Questa è una storia piena di forse. Insieme con il nome di Roberto Mancini, nelle stesse righe, ieri mattina l’avverbio è apparso in trentadue articoli diversi su quindici giornali nazionali differenti, compreso questo. Il guaio è che ogni versione si porta tuttora dietro anche un però
Questa è una storia piena di forse. Insieme con il nome di Roberto Mancini, nelle stesse righe, ieri mattina l’avverbio è apparso in trentadue articoli diversi su quindici giornali nazionali differenti, compreso questo.
Forse se n’è andato per Bonucci, forse se n’è andato per Buffon, forse se n’è andato perché era scontento dei cambiamenti nel suo staff, forse se n’è andato perché l’Arabia Saudita gli offre 40 milioni. Chi lo sa. Il guaio è che ogni versione si porta tuttora dietro anche un però. Forse e però, però e forse.
Eppure, mentre parliamo di mistero, Roberto Mancini senza alcun dubbio, senza alcun margine di incertezza, si è preso il ruolo del cattivo nella storia. È stato deludente, senza stile, acido, pavido, cinico, irrispettoso. Un traditore. Senza se, senza ma, senza forse, senza però.
Può darsi (tanto per restare in tema), del resto lui non ci aiuta. Ha scelto di tacere. Ha scritto una frase ovvia su Instagram e amen. «Una scelta personale». Per forza che è personale, di chi doveva essere, gli ha replicato Arrigo Sacchi, gelido, sebbene in vita sua abbia sentito bruciare due volte sulla pelle l’urgenza di andarsene, quel fuoco che può scoppiare in un attimo oppure bruciacchiarti poco alla volta.
Forse – di nuovo, eccolo qua – forse Mancini non voleva dire scelta. Voleva dire: «Un bisogno personale». Il più blindato degli scrigni. L’inspiegabile è nell’occhio di chi guarda, mai nella testa di chi decide. C’è uno spazio segreto in ognuno di noi, una scatola nera che registra echi e dissonanze tra ciò che sentiamo e come ci mostriamo. Se nella scatola qualcosa stride, il disagio viene a bussare.
Disagio
Disagio è quella parola che nell’etimologia (dis-adiances) descrive una mancata aderenza, una distanza. Chi ha conosciuto meglio Roberto Mancini nei suoi 42 anni pubblici di calcio, sa del suo bisogno di sentirsi circondato da facce e voci a cui poter mostrare la nudità della scatola nera.

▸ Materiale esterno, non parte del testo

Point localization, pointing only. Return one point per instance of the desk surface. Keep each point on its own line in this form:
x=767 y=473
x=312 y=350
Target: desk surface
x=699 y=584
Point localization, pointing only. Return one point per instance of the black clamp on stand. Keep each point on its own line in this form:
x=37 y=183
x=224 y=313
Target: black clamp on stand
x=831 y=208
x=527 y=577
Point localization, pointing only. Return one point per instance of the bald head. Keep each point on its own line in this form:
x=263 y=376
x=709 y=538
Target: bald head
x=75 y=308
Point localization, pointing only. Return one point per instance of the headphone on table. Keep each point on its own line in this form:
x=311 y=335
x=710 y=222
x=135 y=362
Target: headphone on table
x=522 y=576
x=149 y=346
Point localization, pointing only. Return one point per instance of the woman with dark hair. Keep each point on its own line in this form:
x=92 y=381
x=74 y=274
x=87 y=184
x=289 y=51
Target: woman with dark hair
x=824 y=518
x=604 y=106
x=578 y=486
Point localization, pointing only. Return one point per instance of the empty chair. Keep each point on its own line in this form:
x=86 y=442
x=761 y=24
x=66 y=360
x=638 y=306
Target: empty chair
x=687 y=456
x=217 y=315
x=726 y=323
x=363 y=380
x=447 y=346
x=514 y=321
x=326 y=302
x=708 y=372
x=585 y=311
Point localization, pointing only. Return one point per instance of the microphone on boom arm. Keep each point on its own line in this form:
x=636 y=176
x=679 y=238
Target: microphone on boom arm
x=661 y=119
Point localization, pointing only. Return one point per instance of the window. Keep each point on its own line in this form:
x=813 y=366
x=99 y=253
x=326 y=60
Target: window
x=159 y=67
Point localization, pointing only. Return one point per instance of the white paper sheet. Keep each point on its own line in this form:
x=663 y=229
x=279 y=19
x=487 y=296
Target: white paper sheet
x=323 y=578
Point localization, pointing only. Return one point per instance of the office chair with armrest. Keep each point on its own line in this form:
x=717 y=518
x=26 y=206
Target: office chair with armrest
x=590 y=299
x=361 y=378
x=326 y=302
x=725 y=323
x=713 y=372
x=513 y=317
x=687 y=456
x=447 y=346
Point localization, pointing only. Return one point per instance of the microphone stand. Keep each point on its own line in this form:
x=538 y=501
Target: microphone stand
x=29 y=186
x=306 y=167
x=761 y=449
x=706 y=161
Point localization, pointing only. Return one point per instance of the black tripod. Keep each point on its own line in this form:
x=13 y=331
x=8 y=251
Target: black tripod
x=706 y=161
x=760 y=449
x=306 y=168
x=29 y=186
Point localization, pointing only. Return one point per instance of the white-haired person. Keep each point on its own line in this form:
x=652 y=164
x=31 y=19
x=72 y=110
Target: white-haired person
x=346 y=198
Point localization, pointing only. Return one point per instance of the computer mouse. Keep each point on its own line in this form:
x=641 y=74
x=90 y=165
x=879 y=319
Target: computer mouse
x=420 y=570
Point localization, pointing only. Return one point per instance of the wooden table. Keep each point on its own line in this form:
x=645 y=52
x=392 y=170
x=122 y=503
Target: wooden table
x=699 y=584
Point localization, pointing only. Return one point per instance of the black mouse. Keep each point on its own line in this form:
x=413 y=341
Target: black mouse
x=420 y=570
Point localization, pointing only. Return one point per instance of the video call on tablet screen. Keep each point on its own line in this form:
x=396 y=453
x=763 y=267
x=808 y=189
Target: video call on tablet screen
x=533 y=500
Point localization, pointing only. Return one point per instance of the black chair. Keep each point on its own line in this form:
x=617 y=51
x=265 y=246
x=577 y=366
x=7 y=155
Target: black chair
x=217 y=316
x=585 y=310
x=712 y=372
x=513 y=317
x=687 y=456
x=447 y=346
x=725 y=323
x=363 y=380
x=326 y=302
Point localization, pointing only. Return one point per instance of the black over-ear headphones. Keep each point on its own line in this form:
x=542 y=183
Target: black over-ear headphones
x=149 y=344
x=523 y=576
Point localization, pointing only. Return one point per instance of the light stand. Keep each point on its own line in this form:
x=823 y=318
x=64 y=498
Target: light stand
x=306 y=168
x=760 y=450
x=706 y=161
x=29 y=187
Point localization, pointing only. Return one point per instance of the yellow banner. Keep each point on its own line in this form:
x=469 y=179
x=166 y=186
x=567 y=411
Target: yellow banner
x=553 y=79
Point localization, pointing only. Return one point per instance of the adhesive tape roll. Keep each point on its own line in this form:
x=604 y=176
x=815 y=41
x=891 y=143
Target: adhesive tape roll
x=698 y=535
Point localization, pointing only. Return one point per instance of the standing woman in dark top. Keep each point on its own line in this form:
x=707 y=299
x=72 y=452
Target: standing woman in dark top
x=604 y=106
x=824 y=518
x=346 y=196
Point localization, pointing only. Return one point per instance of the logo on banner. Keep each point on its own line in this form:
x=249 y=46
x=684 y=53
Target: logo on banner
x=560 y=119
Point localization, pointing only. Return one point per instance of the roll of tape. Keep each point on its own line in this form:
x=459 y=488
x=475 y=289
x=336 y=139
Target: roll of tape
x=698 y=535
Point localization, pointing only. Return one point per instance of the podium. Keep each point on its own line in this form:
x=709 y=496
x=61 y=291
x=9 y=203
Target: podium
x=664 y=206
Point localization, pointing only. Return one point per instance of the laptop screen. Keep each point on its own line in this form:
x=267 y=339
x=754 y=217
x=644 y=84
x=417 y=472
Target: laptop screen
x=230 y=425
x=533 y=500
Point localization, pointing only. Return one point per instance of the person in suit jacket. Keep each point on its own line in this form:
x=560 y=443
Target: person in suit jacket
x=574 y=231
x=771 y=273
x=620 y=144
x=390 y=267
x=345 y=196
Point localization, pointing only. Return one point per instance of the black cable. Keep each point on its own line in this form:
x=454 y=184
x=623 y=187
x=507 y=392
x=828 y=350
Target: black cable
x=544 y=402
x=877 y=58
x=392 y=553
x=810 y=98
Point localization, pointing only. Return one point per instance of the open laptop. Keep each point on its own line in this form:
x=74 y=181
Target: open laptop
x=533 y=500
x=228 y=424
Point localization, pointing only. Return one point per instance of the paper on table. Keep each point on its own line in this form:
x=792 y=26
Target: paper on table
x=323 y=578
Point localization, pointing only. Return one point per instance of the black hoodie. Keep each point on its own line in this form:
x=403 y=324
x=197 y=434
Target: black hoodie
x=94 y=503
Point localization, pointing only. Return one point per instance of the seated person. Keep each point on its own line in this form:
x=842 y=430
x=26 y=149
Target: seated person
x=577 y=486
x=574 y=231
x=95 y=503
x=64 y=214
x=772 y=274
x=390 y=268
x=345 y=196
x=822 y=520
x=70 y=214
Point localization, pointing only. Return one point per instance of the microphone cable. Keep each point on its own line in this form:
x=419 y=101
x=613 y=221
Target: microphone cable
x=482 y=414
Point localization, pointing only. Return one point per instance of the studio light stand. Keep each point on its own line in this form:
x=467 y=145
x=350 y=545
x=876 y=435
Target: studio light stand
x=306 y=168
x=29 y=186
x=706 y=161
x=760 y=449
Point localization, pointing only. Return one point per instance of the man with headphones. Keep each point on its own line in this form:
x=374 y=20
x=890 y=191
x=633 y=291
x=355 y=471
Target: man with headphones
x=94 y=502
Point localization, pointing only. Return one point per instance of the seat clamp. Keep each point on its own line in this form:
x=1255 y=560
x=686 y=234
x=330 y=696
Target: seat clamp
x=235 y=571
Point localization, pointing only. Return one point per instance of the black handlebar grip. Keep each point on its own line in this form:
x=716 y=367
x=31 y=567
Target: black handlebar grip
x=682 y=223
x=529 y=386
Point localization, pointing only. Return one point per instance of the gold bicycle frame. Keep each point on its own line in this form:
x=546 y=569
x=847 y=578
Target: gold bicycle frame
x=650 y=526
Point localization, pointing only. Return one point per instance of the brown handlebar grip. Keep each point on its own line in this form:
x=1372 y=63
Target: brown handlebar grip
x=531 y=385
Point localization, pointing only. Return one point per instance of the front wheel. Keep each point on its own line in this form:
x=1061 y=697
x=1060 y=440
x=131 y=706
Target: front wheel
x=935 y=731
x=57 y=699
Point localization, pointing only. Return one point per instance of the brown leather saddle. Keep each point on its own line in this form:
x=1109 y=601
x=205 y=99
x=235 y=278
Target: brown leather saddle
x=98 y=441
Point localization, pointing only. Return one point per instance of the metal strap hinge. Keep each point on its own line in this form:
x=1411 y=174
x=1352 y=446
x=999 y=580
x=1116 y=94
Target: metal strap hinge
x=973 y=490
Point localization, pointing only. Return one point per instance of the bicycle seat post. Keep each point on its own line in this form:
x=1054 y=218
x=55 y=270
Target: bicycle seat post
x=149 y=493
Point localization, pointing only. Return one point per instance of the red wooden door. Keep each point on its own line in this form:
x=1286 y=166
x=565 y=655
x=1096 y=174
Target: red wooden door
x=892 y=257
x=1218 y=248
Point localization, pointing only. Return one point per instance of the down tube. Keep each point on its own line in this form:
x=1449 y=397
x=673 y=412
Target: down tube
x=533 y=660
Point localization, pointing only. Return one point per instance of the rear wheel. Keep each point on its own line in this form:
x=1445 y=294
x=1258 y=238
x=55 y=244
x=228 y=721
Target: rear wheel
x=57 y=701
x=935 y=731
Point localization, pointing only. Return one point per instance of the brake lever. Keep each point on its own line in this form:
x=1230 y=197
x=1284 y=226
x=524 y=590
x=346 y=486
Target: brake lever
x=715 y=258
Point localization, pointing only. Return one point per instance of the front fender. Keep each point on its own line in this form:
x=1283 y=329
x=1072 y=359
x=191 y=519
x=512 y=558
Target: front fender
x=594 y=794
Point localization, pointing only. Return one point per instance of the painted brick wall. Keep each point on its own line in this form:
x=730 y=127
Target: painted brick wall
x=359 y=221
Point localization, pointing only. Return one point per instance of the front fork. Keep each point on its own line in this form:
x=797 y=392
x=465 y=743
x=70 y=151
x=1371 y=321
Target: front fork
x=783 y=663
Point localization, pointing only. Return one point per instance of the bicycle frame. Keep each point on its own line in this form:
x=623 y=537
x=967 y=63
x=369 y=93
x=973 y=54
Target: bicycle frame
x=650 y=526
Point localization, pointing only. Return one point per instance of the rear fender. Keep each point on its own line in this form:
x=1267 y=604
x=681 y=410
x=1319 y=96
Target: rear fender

Chi gli ha parlato in queste ore, ha misurato il suo spaesamento per un nuovo contesto, nel quale non avrebbe più mescolato il lavoro alle cene con Nuciari, Lombardo, Evani, Sandreani.
Quando ti senti una mosca sotto un bicchiere, non ha molto senso spiegare al mondo cosa sta capitando, cosa gli dici, chi lo capisce. «Una scelta personale».
I motivi paiono sempre futili a chi guarda, sono insopportabili a chi li vive. La madre di Mancini dalle Marche dice: «Non ha superato la morte di Vialli». Forse c’è pure questo.
Resisti, pensi alle responsabilità che ti hanno dato, sei una tazza sbeccata, non sorridi, reggi finché ne hai.
La scatola nera è vuota di stimoli, ma il palcoscenico esige che tu sia efficiente, misurato, gentile, razionale, il palcoscenico chiede di tener nascosti i bisogni. Se anche dietro la prossima curva fossero nascosti davvero i 40 milioni dell’Arabia, tutto questo non cambierebbe. Ognuno interpreta il disagio a modo suo. Chi resiste, chi rompe, chi aspetta di avere una via d’uscita per andarsene. I bisogni non hanno un prezzo. I nostri di sicuro. Vai a capirli, nelle vite degli altri.